Photo by Josh Felise on Unsplash
How many of us are focused on being right even at the expense of our own happiness? We may even cause ourselves more pain and turmoil just to prove a point. Sometimes our pride, need for control, and/or insecurity gets in the way. Fear can also play a part since we may be fearful of being perceived poorly, making a mistake, or being rejected by others. We hang on tightly to control and can’t let it go. This is a common problem in relationships when couples get polarized because they both feel they are right. Couples spend an inordinate amount of time and energy trying to persuade their partner to perceive things their way which in their mind is the only way. The reality is that there are many different ways to view and approach life and fixating on only one way keeps us stuck and detached from others. For many people letting go of their perspective, opinion, and/or mindset takes tremendous energy and courage.

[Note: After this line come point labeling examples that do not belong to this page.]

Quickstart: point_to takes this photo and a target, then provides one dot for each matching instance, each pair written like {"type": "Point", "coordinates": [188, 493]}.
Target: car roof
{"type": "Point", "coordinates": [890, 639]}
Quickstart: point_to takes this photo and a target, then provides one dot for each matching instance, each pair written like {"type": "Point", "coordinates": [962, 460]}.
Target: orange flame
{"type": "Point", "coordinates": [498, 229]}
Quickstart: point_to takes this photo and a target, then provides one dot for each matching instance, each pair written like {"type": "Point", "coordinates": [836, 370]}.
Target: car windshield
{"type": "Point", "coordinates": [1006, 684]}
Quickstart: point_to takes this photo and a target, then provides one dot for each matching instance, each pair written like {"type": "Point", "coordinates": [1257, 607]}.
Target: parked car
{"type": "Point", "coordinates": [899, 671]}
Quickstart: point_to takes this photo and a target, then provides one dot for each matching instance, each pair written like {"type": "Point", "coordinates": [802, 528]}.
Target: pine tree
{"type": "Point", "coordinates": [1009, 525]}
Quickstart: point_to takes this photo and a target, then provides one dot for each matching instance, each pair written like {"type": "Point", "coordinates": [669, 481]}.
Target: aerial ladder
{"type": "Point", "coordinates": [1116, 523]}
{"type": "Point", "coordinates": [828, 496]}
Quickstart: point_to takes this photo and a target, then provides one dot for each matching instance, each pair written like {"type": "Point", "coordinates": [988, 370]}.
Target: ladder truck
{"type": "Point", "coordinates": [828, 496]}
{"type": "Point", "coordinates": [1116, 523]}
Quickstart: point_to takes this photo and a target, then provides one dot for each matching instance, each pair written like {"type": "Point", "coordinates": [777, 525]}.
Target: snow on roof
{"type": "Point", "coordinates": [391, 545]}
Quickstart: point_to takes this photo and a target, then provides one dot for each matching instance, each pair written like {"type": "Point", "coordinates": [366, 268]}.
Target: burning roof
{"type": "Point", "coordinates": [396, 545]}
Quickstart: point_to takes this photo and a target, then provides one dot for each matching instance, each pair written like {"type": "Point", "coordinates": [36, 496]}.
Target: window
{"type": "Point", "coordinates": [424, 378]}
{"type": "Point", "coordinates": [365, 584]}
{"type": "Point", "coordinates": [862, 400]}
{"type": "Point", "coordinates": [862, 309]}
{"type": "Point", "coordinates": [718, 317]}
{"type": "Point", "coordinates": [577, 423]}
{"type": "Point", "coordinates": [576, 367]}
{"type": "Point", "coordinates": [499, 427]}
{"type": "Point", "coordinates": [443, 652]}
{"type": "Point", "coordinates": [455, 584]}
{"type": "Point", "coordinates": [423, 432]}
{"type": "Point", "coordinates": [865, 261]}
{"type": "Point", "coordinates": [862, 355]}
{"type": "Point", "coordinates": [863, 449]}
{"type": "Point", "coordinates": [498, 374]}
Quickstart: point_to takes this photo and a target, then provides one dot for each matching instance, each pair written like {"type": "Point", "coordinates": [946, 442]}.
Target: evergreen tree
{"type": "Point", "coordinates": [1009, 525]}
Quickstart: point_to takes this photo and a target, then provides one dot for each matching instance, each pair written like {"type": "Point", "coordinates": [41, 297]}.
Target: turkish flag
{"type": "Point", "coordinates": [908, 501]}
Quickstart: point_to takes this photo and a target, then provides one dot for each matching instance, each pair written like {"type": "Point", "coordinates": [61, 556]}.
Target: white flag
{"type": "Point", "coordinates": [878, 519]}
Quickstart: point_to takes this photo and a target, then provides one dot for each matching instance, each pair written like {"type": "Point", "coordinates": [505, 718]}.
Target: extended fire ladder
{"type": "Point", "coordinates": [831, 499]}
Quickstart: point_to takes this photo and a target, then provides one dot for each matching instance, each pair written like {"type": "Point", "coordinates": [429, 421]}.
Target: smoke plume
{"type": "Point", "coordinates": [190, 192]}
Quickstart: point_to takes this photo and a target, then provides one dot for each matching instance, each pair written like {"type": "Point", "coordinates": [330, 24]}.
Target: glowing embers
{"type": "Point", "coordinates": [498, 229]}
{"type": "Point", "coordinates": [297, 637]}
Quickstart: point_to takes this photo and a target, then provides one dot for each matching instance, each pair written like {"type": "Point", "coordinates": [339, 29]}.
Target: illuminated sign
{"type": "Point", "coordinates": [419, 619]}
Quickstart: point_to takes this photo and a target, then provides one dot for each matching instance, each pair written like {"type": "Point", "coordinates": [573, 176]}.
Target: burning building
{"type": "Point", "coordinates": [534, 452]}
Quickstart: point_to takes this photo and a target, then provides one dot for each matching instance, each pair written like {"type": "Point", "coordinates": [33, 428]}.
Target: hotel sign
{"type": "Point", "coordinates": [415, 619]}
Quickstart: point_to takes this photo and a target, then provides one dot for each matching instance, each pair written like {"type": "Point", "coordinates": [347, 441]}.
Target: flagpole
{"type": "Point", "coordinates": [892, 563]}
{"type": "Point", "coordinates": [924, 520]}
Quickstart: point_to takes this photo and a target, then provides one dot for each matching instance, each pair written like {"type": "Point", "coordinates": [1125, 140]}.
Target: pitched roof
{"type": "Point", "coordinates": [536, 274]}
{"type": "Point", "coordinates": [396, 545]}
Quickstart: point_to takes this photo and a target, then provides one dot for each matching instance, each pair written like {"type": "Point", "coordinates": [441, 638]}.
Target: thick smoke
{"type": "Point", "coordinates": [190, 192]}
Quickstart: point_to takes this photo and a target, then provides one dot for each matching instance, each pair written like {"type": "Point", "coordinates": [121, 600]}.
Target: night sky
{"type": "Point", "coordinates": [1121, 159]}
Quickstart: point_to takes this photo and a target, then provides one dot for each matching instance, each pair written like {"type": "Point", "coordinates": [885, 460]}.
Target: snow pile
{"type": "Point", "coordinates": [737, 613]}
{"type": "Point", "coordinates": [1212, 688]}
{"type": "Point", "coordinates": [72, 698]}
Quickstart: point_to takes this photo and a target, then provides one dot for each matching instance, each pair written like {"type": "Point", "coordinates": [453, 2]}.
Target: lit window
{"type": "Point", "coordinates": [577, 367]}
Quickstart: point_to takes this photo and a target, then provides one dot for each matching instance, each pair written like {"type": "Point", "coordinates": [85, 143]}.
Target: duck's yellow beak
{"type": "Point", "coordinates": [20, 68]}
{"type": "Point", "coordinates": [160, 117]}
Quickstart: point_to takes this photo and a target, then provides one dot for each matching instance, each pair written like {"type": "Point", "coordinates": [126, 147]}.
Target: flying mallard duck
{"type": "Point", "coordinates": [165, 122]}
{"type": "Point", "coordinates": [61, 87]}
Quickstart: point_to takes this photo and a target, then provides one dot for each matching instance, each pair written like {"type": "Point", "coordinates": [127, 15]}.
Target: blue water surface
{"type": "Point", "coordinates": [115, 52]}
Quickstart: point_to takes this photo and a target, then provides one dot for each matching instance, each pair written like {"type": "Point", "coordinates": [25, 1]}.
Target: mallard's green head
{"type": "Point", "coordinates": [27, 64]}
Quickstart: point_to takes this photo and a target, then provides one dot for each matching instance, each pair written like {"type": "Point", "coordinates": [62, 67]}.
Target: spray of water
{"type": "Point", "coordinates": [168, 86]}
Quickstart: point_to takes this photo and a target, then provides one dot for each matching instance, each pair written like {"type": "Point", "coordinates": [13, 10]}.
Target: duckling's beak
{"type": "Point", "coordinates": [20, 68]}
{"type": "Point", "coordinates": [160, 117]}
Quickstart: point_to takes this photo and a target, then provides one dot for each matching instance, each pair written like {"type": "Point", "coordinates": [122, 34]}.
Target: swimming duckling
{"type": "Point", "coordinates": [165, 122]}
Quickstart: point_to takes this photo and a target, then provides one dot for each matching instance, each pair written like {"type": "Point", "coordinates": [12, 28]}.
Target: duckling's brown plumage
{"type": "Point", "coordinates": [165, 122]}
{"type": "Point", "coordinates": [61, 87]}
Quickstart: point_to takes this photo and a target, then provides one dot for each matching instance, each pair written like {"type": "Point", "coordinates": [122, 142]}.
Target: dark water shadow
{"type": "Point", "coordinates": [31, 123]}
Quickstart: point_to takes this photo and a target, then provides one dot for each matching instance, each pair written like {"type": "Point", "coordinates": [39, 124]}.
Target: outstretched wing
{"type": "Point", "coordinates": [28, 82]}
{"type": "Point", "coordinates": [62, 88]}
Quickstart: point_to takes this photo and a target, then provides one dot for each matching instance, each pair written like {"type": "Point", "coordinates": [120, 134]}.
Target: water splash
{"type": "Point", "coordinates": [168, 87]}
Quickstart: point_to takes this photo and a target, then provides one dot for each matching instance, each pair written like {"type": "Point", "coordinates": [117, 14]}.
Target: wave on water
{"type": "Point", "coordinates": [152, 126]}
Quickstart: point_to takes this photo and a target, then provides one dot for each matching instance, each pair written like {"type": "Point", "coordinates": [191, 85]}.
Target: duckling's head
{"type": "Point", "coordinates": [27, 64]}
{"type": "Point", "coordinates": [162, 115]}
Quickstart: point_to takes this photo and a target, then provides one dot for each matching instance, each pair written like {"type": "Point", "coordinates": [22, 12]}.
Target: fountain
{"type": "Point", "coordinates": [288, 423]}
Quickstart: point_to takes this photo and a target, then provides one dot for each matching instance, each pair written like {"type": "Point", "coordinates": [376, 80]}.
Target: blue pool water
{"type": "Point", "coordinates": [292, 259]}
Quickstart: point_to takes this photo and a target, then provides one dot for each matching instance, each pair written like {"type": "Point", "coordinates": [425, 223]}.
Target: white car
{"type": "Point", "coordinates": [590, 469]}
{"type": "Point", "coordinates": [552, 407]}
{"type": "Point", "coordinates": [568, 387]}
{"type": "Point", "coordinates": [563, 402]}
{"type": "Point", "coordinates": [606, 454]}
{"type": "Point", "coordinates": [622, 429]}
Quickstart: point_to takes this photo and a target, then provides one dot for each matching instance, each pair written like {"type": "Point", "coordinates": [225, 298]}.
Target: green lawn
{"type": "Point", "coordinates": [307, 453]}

We all have differences in our approach and attitude when it comes to finances, parenting, politics, religion, education, etc. but we need to respect each other’s viewpoint and learn to compromise. Author Alex Lickerman, M.D., who wrote The Undefeated Mind: On the Science of Constructing an Indestructible Self believes that the art of compromising is the key to healthy relationships. He contends that small compromises, which he calls microcompromises, add up to big issues. Dr. Lickerman offers three solutions: accept that compromise is a part of all relationships (we don’t have the freedom to do what we wish), acknowledge responsibility and choice in our decision to be in a relationship, and lastly to view each microcompromise as a gift to your spouse. He feels that the key to a healthy relationship is that “microcompromises are gifts that need to be exchanged rather than demands that need to be wrung from the other person.” We also need to avoid keeping score on the frequency and magnitude of compromising since this will create resentment and detachment.
The irony is that there are times when we are right, but our delivery and presentation are horrible. On occasion we may need to choose to say nothing and let sleeping dogs lie since our emotions might get the best of us. Even though I often preach to speak your mind, be assertive, and communicate constructively, there are times when letting it slide or saying nothing is best. Whether the conflict is of a personal or professional nature we should wait to respond, consult others, consider the consequences of our response, and capture the emotions rather than displacing them. Personally, prayer helps me to reflect and discern the best approach. Healthy relationships come from mutual respect, healthy compromise, and shared decisions. Remember that accepting our differences works better than trying to change each other.